You are viewing an old version of this page. View the current version.

Compare with Current View Page History

« Previous Version 38 Next »

Note

Please see the docs for latest release in 1.99.* http://sqoop.apache.org/docs/ . Some of the information below might be outdated

Building from sources

Checkout sources and switch to sqoop2 branch:

$ git clone https://git-wip-us.apache.org/repos/asf/sqoop.git sqoop2
$ cd sqoop2
$ git checkout sqoop2

 

Setting up a build environment with Eclipse

Installation

  • Install Eclipse,
  • Install maven if not already on your machine
  • Install Oracle's JDK 

Set up 

  • Run the following commands
mvn eclipse:configure-workspace -Declipse.workspace=<path to your eclipse workspace>
&&
mvn eclipse:eclipse -DdownloadSources=true -DdownloadJavadocs=true
  • Import the project into eclipse by going to File > Import... > General > Existing Projects into Workspace > Next.
  • In the next wizard window, click the browse button next to "Select root directory" and browse to the root of the workspace from where you have checked out sqoop2. This will populate about 10 projects into your workspace - all of which are different modules within Sqoop 2. Click Finish button to get these projects into the workspace and start working.

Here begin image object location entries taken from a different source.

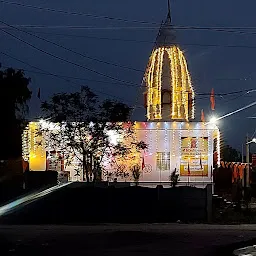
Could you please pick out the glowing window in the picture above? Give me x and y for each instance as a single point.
(163, 161)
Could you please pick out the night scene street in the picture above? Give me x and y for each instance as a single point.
(128, 127)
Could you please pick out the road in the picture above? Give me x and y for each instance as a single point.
(144, 239)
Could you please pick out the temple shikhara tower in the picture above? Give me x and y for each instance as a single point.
(169, 95)
(176, 141)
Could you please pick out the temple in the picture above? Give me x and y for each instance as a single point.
(176, 141)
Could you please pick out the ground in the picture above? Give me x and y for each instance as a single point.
(145, 239)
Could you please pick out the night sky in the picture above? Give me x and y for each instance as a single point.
(213, 63)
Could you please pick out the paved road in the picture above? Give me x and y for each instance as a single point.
(153, 239)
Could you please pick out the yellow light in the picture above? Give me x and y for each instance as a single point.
(180, 85)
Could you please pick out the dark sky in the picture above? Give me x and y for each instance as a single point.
(226, 69)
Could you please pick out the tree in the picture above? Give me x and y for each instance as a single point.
(136, 173)
(230, 154)
(87, 130)
(14, 95)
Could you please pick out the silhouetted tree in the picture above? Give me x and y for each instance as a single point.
(85, 126)
(14, 95)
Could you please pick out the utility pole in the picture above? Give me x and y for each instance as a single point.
(247, 148)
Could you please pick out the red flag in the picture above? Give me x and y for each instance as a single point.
(201, 164)
(212, 99)
(202, 116)
(143, 163)
(39, 93)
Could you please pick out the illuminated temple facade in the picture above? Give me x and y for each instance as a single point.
(176, 142)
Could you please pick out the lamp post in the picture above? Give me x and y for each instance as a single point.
(247, 181)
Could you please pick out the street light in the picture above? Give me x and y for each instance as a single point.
(213, 120)
(248, 158)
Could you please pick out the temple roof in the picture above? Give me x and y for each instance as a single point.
(166, 35)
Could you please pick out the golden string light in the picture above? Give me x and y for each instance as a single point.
(180, 86)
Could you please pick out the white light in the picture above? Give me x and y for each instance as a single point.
(213, 120)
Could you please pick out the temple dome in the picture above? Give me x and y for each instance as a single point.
(169, 94)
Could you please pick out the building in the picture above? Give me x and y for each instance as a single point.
(176, 142)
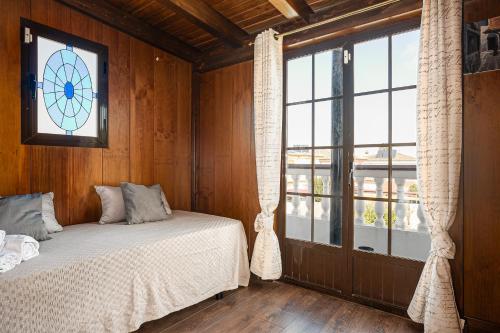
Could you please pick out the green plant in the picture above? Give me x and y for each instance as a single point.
(370, 216)
(318, 188)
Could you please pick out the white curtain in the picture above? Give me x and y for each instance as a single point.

Note - if this is the first time you are setting up Eclipse for a maven project, the import will show class path problems due to missing variable M2_REPO (Unbound classpath variable: 'M2_REPO/...). To fix this error, go to Preferences > Java > Build Path > Classpath Variables. Click on New..., enter name M2_REPO, click on Folder and browse upto the directory ~/.m2/repository. Click OK and close the preferences dialog. This will force the rebuild of the workspace and all projects should turn green.

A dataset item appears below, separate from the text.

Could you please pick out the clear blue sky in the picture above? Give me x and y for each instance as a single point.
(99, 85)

Similar steps need to be followed with IDEA Intellij as well.

Quick commands to compile and run tests

Sqoop clean:

mvn clean

Sqoop compile:

mvn compile

Run all unit tests:

mvn test

Run all  integration tests :

Running integration tests does take up a lot of CPU, since these tests run on the actual execution engine ( such as Hadoop MR ) esp.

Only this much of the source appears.